Hon Shane Jones, Minister for Regional Economic Development
Prime Minister Jacinda Ardern announced today that the Government will invest $21 million to ensure even more New Zealanders in the regions can access modern and reliable digital services in their community.
The funding package announced today will connect marae to the internet and establish Regional Digital Hubs (RDHs) in towns enabling local people and businesses to access digital services.
This builds on $80 million in funding already announced from the Provincial Growth Fund (PGF) – including the expansion of the Rural Broadband Initiative Phase 2 (RBI2) and Mobile Blackspot Fund (MBSF) programmes, as well as projects to boost connectivity in Southland and on the West Coast.

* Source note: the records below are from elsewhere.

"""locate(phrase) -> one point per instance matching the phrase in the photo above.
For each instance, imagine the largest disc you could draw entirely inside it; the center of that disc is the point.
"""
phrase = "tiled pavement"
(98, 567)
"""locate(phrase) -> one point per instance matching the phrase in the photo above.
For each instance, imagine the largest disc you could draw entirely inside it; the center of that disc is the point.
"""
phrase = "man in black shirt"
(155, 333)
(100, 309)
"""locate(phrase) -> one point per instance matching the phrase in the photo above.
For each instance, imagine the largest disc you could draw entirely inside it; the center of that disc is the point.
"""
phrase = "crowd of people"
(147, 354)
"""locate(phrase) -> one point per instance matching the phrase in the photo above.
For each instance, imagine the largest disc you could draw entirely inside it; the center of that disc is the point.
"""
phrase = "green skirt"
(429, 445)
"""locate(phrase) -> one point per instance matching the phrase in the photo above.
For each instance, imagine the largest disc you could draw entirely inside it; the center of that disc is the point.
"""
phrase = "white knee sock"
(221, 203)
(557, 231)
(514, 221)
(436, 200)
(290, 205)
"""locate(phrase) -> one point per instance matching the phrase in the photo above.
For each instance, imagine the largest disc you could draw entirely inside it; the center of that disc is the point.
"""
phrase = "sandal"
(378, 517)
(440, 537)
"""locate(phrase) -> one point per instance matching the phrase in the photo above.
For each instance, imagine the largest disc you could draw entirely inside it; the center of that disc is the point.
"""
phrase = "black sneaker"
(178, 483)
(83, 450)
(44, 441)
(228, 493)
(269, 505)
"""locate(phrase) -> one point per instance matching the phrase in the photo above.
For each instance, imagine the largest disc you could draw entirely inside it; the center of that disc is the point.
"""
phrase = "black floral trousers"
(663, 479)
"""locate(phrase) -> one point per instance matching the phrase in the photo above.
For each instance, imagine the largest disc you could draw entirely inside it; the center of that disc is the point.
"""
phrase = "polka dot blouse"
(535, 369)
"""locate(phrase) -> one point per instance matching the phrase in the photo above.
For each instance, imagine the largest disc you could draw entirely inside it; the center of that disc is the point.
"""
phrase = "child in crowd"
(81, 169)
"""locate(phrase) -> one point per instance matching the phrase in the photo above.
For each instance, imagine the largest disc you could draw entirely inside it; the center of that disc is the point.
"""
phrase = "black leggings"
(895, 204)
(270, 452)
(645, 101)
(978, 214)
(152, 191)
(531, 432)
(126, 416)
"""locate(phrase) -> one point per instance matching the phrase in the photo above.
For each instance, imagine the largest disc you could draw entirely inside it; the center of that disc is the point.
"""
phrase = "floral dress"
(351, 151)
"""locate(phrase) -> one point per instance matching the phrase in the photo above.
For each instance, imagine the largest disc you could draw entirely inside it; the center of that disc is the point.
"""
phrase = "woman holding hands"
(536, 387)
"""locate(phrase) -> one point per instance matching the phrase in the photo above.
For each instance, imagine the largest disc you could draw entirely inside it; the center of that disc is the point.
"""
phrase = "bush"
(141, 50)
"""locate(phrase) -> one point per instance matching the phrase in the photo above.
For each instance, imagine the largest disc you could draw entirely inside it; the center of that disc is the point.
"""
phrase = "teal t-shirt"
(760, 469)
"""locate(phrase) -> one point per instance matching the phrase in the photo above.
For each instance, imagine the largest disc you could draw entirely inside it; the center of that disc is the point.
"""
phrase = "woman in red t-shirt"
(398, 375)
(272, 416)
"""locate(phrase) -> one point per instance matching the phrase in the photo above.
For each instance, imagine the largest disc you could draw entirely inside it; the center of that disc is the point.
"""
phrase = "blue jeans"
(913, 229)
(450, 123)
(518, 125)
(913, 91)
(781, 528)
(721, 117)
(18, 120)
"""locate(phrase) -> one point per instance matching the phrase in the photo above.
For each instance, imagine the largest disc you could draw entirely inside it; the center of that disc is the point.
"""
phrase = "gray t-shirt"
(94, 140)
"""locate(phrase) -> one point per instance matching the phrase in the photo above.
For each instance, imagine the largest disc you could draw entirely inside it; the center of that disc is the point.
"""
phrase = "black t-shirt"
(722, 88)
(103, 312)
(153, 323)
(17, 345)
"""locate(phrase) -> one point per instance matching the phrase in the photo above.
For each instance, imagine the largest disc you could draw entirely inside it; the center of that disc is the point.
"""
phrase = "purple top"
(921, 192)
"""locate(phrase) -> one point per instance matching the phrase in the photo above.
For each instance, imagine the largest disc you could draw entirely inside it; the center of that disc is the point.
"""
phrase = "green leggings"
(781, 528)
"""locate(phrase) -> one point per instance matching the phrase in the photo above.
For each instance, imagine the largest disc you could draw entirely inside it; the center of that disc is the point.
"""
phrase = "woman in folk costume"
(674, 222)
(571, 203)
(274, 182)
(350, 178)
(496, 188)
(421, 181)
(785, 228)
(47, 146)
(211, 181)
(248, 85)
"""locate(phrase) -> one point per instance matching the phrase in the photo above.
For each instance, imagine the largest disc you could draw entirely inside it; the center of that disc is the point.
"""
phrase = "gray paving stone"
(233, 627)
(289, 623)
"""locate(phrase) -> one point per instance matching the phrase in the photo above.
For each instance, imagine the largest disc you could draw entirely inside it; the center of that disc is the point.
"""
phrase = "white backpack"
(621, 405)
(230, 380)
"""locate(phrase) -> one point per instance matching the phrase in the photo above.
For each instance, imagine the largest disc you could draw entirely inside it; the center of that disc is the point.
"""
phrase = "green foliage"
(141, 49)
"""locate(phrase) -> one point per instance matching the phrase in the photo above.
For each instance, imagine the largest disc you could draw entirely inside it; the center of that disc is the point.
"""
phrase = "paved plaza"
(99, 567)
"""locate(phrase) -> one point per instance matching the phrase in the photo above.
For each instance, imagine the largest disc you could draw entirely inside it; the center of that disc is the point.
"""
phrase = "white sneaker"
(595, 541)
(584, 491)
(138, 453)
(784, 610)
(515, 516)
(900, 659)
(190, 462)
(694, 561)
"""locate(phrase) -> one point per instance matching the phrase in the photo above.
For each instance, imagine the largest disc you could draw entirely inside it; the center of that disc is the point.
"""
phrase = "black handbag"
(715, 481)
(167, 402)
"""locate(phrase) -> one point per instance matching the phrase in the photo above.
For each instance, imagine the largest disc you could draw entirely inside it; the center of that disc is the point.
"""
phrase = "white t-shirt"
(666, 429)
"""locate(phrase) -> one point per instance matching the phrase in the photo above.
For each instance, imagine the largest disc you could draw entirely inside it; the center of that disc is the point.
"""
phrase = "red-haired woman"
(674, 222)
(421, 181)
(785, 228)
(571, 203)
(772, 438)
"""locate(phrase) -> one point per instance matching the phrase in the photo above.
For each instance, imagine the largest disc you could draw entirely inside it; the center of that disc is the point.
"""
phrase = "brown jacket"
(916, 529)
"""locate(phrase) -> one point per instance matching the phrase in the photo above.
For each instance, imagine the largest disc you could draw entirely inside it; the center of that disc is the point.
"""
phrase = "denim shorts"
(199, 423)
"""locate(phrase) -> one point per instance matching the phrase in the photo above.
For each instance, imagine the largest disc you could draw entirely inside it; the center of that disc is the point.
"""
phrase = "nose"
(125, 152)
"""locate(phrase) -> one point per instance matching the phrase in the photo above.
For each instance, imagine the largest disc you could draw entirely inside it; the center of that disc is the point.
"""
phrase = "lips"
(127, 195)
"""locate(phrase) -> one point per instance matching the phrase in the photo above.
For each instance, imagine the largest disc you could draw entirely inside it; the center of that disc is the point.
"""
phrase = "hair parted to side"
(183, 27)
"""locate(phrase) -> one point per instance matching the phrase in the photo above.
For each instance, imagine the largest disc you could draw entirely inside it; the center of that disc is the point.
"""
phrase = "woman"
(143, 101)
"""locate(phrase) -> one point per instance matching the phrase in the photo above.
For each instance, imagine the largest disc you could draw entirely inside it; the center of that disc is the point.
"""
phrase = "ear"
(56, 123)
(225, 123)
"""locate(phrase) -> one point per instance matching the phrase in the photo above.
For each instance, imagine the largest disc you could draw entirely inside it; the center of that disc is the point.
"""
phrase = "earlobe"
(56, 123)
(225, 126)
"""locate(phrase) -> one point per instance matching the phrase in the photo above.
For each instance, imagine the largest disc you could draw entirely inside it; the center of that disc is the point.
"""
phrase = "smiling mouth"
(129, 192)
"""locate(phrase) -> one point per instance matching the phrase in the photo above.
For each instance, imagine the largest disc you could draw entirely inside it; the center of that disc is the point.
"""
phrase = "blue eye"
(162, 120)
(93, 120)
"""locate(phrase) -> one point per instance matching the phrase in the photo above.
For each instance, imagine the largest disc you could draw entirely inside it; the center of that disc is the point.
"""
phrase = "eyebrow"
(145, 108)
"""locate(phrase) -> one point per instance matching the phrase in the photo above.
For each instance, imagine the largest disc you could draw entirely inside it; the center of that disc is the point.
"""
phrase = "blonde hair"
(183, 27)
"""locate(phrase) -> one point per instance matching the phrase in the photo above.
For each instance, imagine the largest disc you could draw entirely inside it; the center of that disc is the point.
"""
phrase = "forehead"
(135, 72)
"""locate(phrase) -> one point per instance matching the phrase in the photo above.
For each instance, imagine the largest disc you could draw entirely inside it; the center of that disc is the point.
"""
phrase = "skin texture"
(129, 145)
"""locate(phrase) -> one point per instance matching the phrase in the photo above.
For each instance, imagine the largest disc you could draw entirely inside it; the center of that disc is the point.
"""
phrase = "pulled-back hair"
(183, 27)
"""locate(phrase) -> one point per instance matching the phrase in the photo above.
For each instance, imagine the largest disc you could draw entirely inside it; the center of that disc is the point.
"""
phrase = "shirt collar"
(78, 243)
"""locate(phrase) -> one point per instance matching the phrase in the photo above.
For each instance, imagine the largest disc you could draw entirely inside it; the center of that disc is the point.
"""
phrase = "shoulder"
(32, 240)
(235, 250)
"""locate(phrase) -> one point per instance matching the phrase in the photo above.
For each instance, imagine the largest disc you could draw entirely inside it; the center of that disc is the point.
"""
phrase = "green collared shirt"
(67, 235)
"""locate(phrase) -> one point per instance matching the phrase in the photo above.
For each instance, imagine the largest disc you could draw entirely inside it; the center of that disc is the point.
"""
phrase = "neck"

“Digital connectivity is a key enabler for regional economic development, however it’s clear that many rural communities are lagging behind in terms of access to internet and digital services. Our Government is committed to bridging that digital divide,” Jacinda Ardern said.
“Connectivity is an essential part of doing business while also enabling education opportunities and enriching community and family relationships. Today’s investment will mean more communities will be able to enjoy the benefits of a digitally-enabled economy.
“In remote communities there are not always locations where local business people can access the internet or where local and visiting business people can come together or where tourists can access the internet. All New Zealanders should be able to have that access and the knowledge of how to use it regardless of where they live,” Jacinda Ardern said.
The RDHs will offer services such as free WiFi connectivity, co-working spaces and guidance on use of the internet for business purposes. The first RDHs will open in Northland with the next regional locations to follow within the funding available.
Regional Economic Minister Shane Jones said while many of us take digital services for granted, the reality for people based in the regions is that these services are not universally available.
“The PGF funding for boosting marae connectivity will include physically connecting marae to broadband networks and providing technical support and training.
“The first marae to receive PGF funding for digital connectivity are Oromahoe (Te Tai Tokerau), Te Houhanga (Te Tai Tokerau) and Raupunga Te Huki (Heretaunga).
“Marae are meeting places for whānau, hapū and iwi, and are central to many rural communities. Improving connectivity will support communities to undertake economic activity and enhance their capability,” Shane Jones said.
Te Puni Kōkiri and the Provincial Development Unit will run a process to select further marae and RDHs to receive the available PGF funding.
“Māori in particular are materially under-represented in information and communications technology so this investment will provide an alternative way for rangitahi to learn the skills a modern workforce needs.
“This Government is committed to providing regional New Zealanders with the tools to drive their own economic success and access to the internet is a critical part of that,” said Shane Jones.